Fragili onde morivano piano sulla sabbia tiepida, alte nel cielo tremavano pallide stelle d’argento, dolci soffi di vento accarezzavano i lunghi capelli dorati; sola, lo sguardo smarrito nel buio alla ricerca dell’orizzonte lontano, Beatrice piangeva. Mentre le lacrime, calde, solcavano il giovane viso, la mente vagava nell’infinito cercando un ricordo, un'immagine, un frammento d’amore.
Un grosso cane randagio le passò accanto, allontanandosi indifferente all’uragano che stava distruggendo quel povero cuore indifeso. Una voce incerta uscì dalla pineta cercando di intonare una incomprensibile canzone: un uomo ubriaco, con la mente altrove, tentava di trascinare il suo corpo verso il mare. Attraverso gli occhi sognanti di Beatrice quella strana visione prese le sembianze di lui, quell’angelo caduto dal cielo di cui nemmeno sapeva il nome; sentiva il suo profumo, rivedeva i suoi capelli di seta e la sua pelle di velluto, mentre un braccio mostruoso salito dal mare lo rapiva da lei, scioglieva le loro mani e lo portava via con sé. Se n’era andato nel nulla, come dal nulla era venuto, ma le aveva lasciato una ferita profonda, che il tempo non avrebbe cancellato.

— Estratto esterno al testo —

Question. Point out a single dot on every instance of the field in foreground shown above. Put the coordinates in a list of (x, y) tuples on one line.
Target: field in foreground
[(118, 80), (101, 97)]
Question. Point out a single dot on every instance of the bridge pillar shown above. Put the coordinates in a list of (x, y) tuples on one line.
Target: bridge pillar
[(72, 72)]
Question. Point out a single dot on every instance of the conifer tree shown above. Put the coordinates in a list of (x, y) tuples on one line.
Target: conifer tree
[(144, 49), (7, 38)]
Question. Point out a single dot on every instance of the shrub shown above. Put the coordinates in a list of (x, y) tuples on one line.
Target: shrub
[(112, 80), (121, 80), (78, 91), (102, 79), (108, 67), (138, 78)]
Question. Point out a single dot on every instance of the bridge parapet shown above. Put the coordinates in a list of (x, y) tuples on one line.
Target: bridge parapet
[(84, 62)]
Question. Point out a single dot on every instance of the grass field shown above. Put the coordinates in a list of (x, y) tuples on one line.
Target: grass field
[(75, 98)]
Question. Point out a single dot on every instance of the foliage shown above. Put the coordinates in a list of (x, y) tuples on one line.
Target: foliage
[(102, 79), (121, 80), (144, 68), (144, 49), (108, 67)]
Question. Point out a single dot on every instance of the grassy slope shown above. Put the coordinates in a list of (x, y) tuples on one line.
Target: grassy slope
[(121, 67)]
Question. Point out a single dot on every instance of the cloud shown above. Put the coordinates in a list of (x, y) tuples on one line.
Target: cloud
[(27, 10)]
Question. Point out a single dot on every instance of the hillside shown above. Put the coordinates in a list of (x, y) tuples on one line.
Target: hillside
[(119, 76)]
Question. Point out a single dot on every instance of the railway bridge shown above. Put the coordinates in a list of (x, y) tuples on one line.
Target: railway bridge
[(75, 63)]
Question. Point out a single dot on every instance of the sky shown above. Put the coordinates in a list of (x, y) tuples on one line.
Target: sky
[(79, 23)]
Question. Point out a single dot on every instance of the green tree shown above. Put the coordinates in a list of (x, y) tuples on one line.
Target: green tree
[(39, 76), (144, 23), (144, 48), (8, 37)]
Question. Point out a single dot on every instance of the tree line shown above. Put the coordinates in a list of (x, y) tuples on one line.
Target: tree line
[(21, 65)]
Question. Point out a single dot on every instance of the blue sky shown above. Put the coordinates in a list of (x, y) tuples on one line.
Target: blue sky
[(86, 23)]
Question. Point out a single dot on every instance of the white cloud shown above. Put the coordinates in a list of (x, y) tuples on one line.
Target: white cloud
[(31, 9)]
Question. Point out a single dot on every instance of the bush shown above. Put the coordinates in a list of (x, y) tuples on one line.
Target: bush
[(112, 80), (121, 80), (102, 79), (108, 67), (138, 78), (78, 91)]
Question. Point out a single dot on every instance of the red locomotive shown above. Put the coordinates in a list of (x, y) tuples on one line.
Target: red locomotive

Al di là della duna, un’onda morente sfiorava il piede nudo di un uomo triste; lui seduto sulla sabbia guardava il mare ma non aveva più lacrime da versare. Un grosso cane nero gli si avvicinò velocemente senza far rumore, si fermò un momento a guardarlo nei grandi occhi azzurri agitati dal dolore e passò oltre. Pensava alla sfortuna, agli amori passati, alle occasioni perdute; pensava alla nullità degli uomini e delle passioni umane in confronto a quell’immensità che si estendeva davanti a lui, sempre uguale da millenni. Quante volte aveva combattuto contro la forza tremenda di quelle acque! Avrebbe voluto gridare alla luna la sua rabbia per una vita di lavoro e di fatica, che gli lasciava ora solo dolore e miseria. Aveva sempre temuto il mare, di quel timore che deriva dalla coscienza che l’avversario è più forte e può lasciarti vincere tutte le battaglie, ma non perderà mai la guerra. Immerso nei ricordi, la pelle del viso seccata dal sole vibrò lievemente e un brivido gli percorse la schiena quando udì vicino il canto di un ubriaco, un tonfo sordo, poi più nulla. Incuriosito, si ridestò dai suoi pensieri e si spinse lentamente oltre il cumulo di sabbia, ma scoprì che non c’era nessuno.
Il mare, ingrossato, spumeggiava; si era alzato un forte vento. Le grida degli uccelli, dalla pineta, preannunciavano tempesta.